Au Nanobead Chains With Tunable Plasmon Resonance And Intense Optical Scattering: Scalable Green Synthesis, Monte Carlo Assembly Kinetics, Discrete Dipole Approximation Modeling, And Nano-Biophotonic Application

The development of optically tunable and intensely scattering materials is of wide interest in biophotonics and medicine, provided they are biocompatible. Highly linear, tunable, narrow-gap, and intensely scattering gold nanobead chains were prepared by a green synthesis scheme, starting from ultrapure gold nanosphere monomers having a virgin surface. These Au nanochains exhibit a tunable longitudinal surface plasmon resonance (SPR) over the range from 590 to 710 nm. To determine the ensemble statistics of the synthesized nanobead chain lengths and their branching, transmission electron microscopy (TEM) images were acquired, in batch, correlated with the nanochain longitudinal SPR maxima (590 to 640 nm).
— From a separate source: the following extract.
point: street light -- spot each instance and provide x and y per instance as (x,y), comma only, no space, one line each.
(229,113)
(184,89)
Monte Carlo simulations quantify the selectivity of the chemical reaction: chain-end gold nanosphere units are about 4 times more reactive than chain-center units and assemble under a high-inverse-order-dependent diffusion. Discrete dipole approximation (DDA) computations predict the experimental extinction spectra and the narrow gap distance of the chains, as well as the elongated chain's optical scattering enhancement, relative to Au nanosphere monomers (approximately 3x enhancement at equivalent mass). In vitro dark-field microscopy, cell studies, and biocompatibility tests demonstrate the nanochains' (1) intense optical scattering cross sections, related to the plasmon coupling between the constituent nanospheres, (2) highly accessible gold surfaces, enabling facile conjugation with cell targeting ligands, and (3) absence of cell toxicity. The herein reported scalable, green synthesized, readily conjugatable gold nanobead chains are thus of great potential utility for serving as a wide range of biophotonic platforms, such as for enhanced in vitro and in vivo contrast imaging, diagnostics, and targeted nanotheranostics.